La mañana invitaba a recorrer una vez más los rincones más auténticos de la impresionante urbe. Nueva York despertaba otra vez ante mis ojos, soleada y al mismo tiempo presurosa. La diva por excelencia entre las ciudades me invitaba a descubrirla sin darle tregua al reloj. Así, me aventuré en sus calles, avenidas y plazas devorándolo todo con la mirada canaria de siempre; es como si buscara inconscientemente en los lugares que visito algún detalle, por pequeño que sea, que me recuerde mi tierra guanche.

La sensación de encontrarte en medio de una selva de hormigón y cristal no te abandona en ningún instante del inusual recorrido.
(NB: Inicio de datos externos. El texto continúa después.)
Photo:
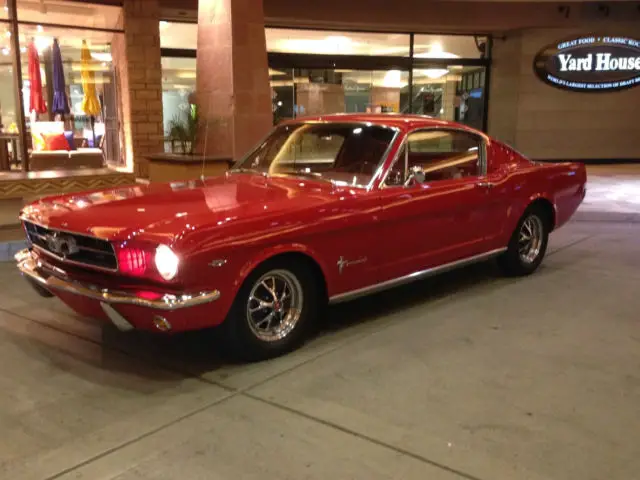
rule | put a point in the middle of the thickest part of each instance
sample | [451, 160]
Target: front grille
[72, 247]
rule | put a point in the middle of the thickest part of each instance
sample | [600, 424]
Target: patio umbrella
[36, 100]
[90, 102]
[60, 100]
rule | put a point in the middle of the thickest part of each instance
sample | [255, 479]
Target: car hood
[164, 212]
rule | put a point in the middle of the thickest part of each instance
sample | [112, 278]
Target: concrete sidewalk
[466, 376]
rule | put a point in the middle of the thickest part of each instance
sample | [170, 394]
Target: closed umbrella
[36, 99]
[90, 102]
[60, 100]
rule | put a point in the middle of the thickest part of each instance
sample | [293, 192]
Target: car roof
[396, 120]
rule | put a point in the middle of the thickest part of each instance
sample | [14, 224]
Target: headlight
[166, 262]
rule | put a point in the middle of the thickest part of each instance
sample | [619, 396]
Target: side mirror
[416, 175]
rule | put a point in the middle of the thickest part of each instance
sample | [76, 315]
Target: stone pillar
[233, 94]
[136, 58]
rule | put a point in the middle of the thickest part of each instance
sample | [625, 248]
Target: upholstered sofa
[69, 154]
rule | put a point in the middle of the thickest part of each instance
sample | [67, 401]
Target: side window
[396, 175]
[445, 154]
[440, 154]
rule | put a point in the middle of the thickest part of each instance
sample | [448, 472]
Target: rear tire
[273, 311]
[528, 244]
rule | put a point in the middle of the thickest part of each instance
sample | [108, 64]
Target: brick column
[136, 58]
[232, 90]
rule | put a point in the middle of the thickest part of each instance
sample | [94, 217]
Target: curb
[598, 216]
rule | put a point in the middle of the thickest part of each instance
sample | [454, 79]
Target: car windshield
[346, 154]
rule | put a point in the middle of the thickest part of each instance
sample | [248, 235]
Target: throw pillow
[70, 140]
[55, 141]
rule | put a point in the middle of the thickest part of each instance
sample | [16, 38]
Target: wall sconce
[603, 9]
[564, 10]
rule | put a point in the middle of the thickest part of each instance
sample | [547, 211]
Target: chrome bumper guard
[30, 267]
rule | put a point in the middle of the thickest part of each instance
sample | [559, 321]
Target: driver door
[442, 217]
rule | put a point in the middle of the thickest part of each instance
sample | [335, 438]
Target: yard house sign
[593, 63]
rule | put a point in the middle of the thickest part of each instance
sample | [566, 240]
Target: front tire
[273, 311]
[528, 244]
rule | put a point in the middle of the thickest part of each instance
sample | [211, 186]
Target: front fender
[262, 256]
Por todas partes de la principal isla neoyorquina se levantan audaces y descarados los innumerables rascacielos con sus imponentes figuras alargadas, desafiando el vértigo.

¡Y es que la Gran Manzana es mucho! Allí te puedes encontrar barrios como el Soho, antiguamente un barrio marginal y olvidado; el mismo se ha convertido en solo dos décadas en la meta para ir de compras y visitar museos. La Quinta Avenida, con su exclusivo e imponente Rockefeller Center, entre otras monerías arquitectónicas, le da un toque especial a aquel trozo de jungla asfaltada. Broadway, con sus teatros; el Village, con su olmo centenario situado en la esquina noroeste del parque; el puerto; la enorme catedral de San Patricio, de estilo neogótico, o Times Square (plaza del Times), periódico neoyorquino, donde, por cierto, logré que en una de sus cafeterías me prepararan un cortado a lo canario, y esto después de explicarle la fórmula de preparación al camarero de turno, le dan a Nueva York un encanto único.

Cruzar el puente de Brooklyn bajo la luna llena escuchando una folía o subir hasta el observatorio situado en el piso 102 del Empire State Building entre melodías de timple son algunos de los recuerdos imborrables de esta aventura novelera.